Can BERT tell the difference between "candy (candy)" and "candy (rain)"?

background

I've used Word2Vec before, but I don't think it's a context-sensitive expression.

"Tomorrow's weather forecast is candy." "I bought candy at a candy store."

When there are two sentences like the above Although the meanings of "rain" and "candy" are different, they are the same word, so they recognize the same thing.

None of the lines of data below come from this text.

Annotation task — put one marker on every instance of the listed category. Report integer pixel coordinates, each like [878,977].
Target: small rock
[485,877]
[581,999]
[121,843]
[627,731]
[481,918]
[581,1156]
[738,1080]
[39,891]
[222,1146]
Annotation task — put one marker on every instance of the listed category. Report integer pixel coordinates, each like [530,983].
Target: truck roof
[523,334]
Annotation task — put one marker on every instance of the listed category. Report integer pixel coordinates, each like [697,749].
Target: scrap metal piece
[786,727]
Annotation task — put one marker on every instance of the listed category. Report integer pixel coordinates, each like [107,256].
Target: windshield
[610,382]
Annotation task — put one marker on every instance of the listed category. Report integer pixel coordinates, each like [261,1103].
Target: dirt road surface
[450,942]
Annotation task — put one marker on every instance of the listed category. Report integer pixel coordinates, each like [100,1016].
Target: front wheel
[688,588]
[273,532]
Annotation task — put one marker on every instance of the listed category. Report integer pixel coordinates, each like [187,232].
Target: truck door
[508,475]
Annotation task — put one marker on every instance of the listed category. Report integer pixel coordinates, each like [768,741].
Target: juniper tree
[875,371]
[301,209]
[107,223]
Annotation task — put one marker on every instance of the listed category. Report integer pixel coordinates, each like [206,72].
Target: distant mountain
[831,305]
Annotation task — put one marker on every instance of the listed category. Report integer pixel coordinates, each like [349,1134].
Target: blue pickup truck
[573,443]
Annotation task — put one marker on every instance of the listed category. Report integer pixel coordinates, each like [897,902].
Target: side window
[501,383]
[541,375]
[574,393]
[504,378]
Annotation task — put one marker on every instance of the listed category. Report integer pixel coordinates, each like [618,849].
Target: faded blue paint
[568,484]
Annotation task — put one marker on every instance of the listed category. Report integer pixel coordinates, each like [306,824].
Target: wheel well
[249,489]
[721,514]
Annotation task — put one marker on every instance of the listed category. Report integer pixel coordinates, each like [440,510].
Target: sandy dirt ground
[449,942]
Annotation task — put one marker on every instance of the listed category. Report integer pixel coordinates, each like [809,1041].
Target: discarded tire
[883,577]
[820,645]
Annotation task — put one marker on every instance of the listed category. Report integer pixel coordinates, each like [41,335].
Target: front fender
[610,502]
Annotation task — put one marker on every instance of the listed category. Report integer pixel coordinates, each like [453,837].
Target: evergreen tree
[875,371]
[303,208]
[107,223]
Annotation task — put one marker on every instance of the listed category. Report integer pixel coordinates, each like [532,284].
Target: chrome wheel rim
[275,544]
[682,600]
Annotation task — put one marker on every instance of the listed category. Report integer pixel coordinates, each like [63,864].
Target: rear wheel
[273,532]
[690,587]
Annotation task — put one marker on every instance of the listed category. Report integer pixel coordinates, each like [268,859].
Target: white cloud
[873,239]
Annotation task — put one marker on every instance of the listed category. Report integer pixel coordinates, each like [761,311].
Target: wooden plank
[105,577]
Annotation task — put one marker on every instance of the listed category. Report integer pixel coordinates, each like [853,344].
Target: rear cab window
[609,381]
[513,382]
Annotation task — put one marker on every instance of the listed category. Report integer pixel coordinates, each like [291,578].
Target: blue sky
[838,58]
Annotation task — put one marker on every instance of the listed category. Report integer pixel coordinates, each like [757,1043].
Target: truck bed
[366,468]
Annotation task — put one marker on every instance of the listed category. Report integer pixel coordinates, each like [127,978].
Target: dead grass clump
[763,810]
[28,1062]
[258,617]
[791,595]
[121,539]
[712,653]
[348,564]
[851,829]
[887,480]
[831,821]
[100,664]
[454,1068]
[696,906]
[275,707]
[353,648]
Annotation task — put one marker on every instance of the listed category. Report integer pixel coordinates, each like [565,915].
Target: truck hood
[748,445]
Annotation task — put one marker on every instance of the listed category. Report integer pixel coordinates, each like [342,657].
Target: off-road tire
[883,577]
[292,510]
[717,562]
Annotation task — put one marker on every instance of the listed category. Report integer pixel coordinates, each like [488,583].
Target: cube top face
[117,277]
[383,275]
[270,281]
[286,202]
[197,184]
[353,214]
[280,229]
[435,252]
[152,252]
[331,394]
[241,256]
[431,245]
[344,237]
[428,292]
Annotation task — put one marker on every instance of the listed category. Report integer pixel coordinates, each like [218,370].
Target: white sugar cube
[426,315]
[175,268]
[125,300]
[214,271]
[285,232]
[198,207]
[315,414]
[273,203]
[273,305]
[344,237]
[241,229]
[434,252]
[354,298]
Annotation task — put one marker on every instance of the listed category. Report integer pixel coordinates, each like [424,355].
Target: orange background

Meanwhile, by saying that BERT can express in consideration of the context, I wanted to check if I think the above "candy" has a different meaning.

plan

Target data

Check using the following corpus by referring to the ELMo implementation in the article here.

rain
"Tomorrow's weather forecast is candy."
"I didn't go for a dog walk because it was candy this morning."
"It's rainy season, so it's raining every day."
Candy
"I bought candy at a candy store."
"Work while licking candy."
"I'm not good at sour candy."
"Tomorrow's weather forecast is candy."

BERT model

BERT uses huggingface / transformers to get distributed representations.

Implementation and results

The mounting was carried out in the following steps.

Word split
Number the words
Convert to model input format (tensorized)
Model preparation and input
Calculate the similarity between outputs (rain and rain, rain and candy, candy and candy)

import torch
import numpy as np
from transformers import BertJapaneseTokenizer, BertForMaskedLM

tokenizer = BertJapaneseTokenizer.from_pretrained('bert-base-japanese-whole-word-masking')

def tokenize(text):
    return tokenizer.tokenize(text)

def word_to_index(text):
    return tokenizer.convert_tokens_to_ids(text)

def to_tensor(tokens):
    return torch.tensor([tokens])


def cos_sim(vec1, vec2):
    x = vec1.detach().numpy()
    y = vec2.detach().numpy()

    x_l2_norm = np.linalg.norm(x, ord=2)
    y_l2_norm = np.linalg.norm(y, ord=2)
    xy = np.dot(x,y)

    return xy / (x_l2_norm * y_l2_norm)


if __name__ == "__main__":
    d_rainy_01 = "[CLS]The weather forecast for tomorrow is candy.[SEP]"
    d_rainy_02 = "[CLS]I didn't go for a dog walk because it was candy this morning.[SEP]"
    d_rainy_03 = "[CLS]It's rainy season, so it's raining every day.[SEP]"
    d_candy_01 = "[CLS]I bought candy at a candy store.[SEP]"
    d_candy_02 = "[CLS]Work while licking candy.[SEP]"
    d_candy_03 = "[CLS]I'm not good at sour candy.[SEP]"

    # 1.Word split
    tokenize_rainy_01 = tokenize(d_rainy_01)
    tokenize_rainy_02 = tokenize(d_rainy_02)
    tokenize_rainy_03 = tokenize(d_rainy_03)
    tokenize_candy_01 = tokenize(d_candy_01)
    tokenize_candy_02 = tokenize(d_candy_02)
    tokenize_candy_03 = tokenize(d_candy_03)

    # 2.Number words
    indexes_rainy_01 = to_vocabulary(tokenize_rainy_01)
    indexes_rainy_02 = to_vocabulary(tokenize_rainy_02)
    indexes_rainy_03 = to_vocabulary(tokenize_rainy_03)
    indexes_candy_01 = to_vocabulary(tokenize_candy_01)
    indexes_candy_02 = to_vocabulary(tokenize_candy_02)
    indexes_candy_03 = to_vocabulary(tokenize_candy_03)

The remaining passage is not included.